A less charitable reading of Kennedy’s article is that he essentially fat-shamed America for producing doughy boys. “He inadvertently and completely unscientifically predicts a public health crisis, and unwittingly encapsulates the ongoing problem of privilege masquerading as meritocracy,” writes Aaron Gordon.

Either way, Kennedy was ahead of the curve with this one.

Richard Nixon

If one president on this list wished he truly had prophetic visions, it would be Richard Nixon. His presidency came crashing down over Watergate, a break-in that provided ample risks but few clear benefits for the Committee for the Re-election of the President.

Even so, Nixon had his moments of near-clairvoyance. In 1967, he wrote an article for Foreign Affairs on the subject of Asia after Vietnam. Visiting Asia twice as the Vice President, Nixon was convinced that Asia’s transformation after Vietnam would be toward capitalism and non-communist governments.

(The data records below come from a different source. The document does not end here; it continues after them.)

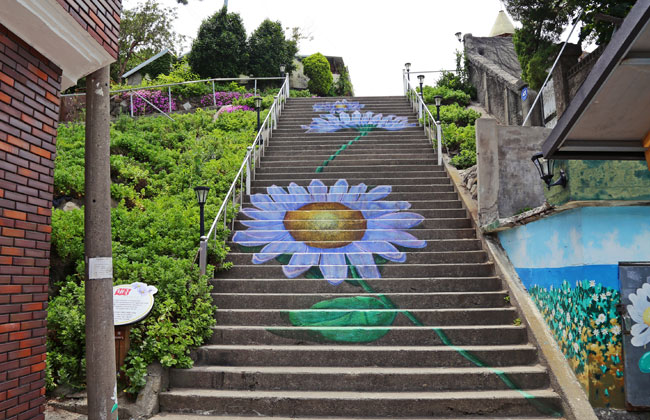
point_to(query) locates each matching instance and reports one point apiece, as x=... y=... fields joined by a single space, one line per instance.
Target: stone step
x=360 y=157
x=390 y=176
x=359 y=356
x=370 y=196
x=418 y=162
x=275 y=152
x=267 y=378
x=407 y=184
x=457 y=223
x=353 y=132
x=177 y=416
x=431 y=246
x=396 y=188
x=303 y=285
x=503 y=403
x=412 y=257
x=402 y=300
x=402 y=336
x=466 y=317
x=389 y=270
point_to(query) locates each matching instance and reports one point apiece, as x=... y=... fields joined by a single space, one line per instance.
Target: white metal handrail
x=242 y=182
x=424 y=115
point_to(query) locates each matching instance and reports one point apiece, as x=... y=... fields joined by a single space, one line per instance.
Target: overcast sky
x=374 y=37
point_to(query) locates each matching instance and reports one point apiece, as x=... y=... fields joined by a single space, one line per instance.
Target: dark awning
x=610 y=115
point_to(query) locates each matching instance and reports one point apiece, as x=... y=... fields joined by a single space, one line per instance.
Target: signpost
x=131 y=304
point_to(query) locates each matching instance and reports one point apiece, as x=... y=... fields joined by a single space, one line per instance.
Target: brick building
x=45 y=47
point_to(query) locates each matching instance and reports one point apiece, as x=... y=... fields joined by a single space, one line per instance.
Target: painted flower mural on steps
x=335 y=229
x=327 y=123
x=338 y=106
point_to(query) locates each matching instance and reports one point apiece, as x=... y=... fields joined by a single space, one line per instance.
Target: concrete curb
x=574 y=400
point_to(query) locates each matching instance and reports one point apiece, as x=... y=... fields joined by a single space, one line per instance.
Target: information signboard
x=132 y=302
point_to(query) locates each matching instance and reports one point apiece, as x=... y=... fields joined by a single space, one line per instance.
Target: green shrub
x=456 y=114
x=317 y=68
x=300 y=93
x=449 y=96
x=155 y=162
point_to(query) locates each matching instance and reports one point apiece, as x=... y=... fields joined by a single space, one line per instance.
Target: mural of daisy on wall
x=330 y=228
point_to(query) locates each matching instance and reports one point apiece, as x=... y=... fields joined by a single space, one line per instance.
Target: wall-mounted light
x=201 y=197
x=545 y=169
x=258 y=107
x=438 y=99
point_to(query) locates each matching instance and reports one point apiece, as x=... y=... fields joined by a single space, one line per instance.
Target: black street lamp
x=258 y=107
x=421 y=79
x=545 y=169
x=438 y=100
x=201 y=197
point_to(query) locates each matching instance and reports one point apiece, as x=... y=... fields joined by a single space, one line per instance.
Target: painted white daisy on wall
x=639 y=310
x=333 y=228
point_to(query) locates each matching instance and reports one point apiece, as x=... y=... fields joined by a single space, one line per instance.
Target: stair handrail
x=425 y=119
x=246 y=172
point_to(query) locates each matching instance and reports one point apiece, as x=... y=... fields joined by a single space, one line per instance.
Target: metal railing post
x=248 y=170
x=439 y=135
x=203 y=255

Sometimes dramatically, but more often quietly, the rest of Asia has been undergoing a profound, an exiting and on balance an extraordinarily promising transformation. One key to this transformation is the emergence of Asian regionalism; another is the development of a number of the Asian economies; another is gathering disaffection with all the old isms that have so long imprisoned so many minds and so many governments. By and large the non-communist Asian governments are looking for solutions that work, rather than solutions that fit a preconceived set of doctrines and dogmas.

At first glance, Nixon’s foretelling appears off-base. Of the five remaining communist governments, four are in Asia (China, Laos, Vietnam, and North Korea). However, democracy maintains in the region with countries like India, Mongolia, Japan, Pakistan and Indonesia, all scoring at least a 7 on the Polity scale. The region also houses some of the fastest growing economies.

And while still communist, China has adopted Nixon’s benchmark of “looking for solutions that work, rather than solutions that fit a preconceived set of doctrines and dogmas.” The New York Times continues to chronicle China’s meteoric rise to world superpower, and the country is looking to step up as a leader in battle against global climate change.

Nixon’s crystal ball was working, if a bit cloudy.

Former U.S. President Barack Obama addresses the crowd in support of Georgia Democratic Gubernatorial candidate Stacey Abrams during a campaign rally at Morehouse College on November 2, 2018 in Atlanta, Georgia.

(Photo by Jessica McGowan/Getty Images)

Barack Obama

Barak Obama published Dreams from My Father in 1995, long before his historic 2008 campaign, but several of its passages contain a prescience for his presidency and beyond. Consider this passage from when Obama worked as a community organizer in Chicago in 1987.

There was nothing definite I could point to, no hard statistics. The drive-by shootings, the ambulance sirens, the night sounds of neighborhoods abandoned to drugs and gang war and phantom automobiles, where police or press rarely ventured until after the body was found on the pavement, blood spreading in a glistening, uneven pool—none of this was new. In places like Altgeld, prison records had been passed down from father to son for more than a generation.

While it’s been slow moving, today the adverse effects of our criminal justice system are becoming more widely recognized. Recent studies have shown that incarceration of parents and the subsequent maltreatment of the child leads to a greater chance of intergenerational run-ins with law enforcement. President Trump has called for a criminal justice reform bill from Congress, and the Criminal Justice Reform Initiative appears to have bipartisan support.

An exercise in hindsight bias

Like any Nostradamus, elected or otherwise, these presidents didn’t really have any special futuristic insights, and this article is designed to be a fun exercise in hindsight bias. Still, it’s interesting to look back to see that many contemporary concerns have roots reaching back decades or centuries, and in that time, some of our country’s most powerful men have been struggling to divine answers to them.

Our progress has been spotty at best, but as Abraham Lincoln said, “The struggle of today, is not altogether for today — it is for a vast future also. With a reliance on Providence, all the more firm and earnest, let us proceed in the great task which events have devolved upon us.”